You might assume that since the state created the Minnesota State Agricultural Society, the government might have great influence over the society and the fair, but it doesn’t. That’s because the State Fair is self-funded, meaning it does not receive any state tax money.

What about the buildings — who owns the rides and the Grandstand?

Again, that is complicated. There are dozens of historic buildings and artifacts on the ground. The Grandstand, the Eco experience building, even the Ye Old Mill — they belong to the fair, but other things from the giant slide to the Sweet Martha’s Cookies buildings to the Space Needle are privately owned but stand on public property.

It’s mostly families who own their businesses’ buildings, but they have limited sale rights.
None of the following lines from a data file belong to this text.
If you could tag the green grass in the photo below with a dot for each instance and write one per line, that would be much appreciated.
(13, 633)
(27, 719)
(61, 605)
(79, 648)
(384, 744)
Once you’re in the State Fair business, you really don’t have many ways out. If someone owns a building in the fair and wants to leave, they can either remove the structure, have the fair buy it from them for an appraised value, or donate it to the fair.

A lot of people say it’s in Falcon Heights, but is it part of St. Paul?

Well, it’s really neither. It’s not in a city — but it is in Ramsey County, so that’s the mechanism through which a lot of state law applies. For example, if you assault someone, you’d be charged with a felony in Ramsey County District Court in St. Paul. The State Fair is technically the equivalent of its own city run by the Agriculture Society managers.

They oversee the police department; they own and maintain the streets and sewers and fences and lights. They have their own bonding authority to borrow money and they establish the equivalent of ordinances like requiring a ticket to enter. It’s very, very similar to the Minneapolis St. Paul International Airport: It’s like a city but not one governed by state charter, instead governed by a public entity that the public does not elect.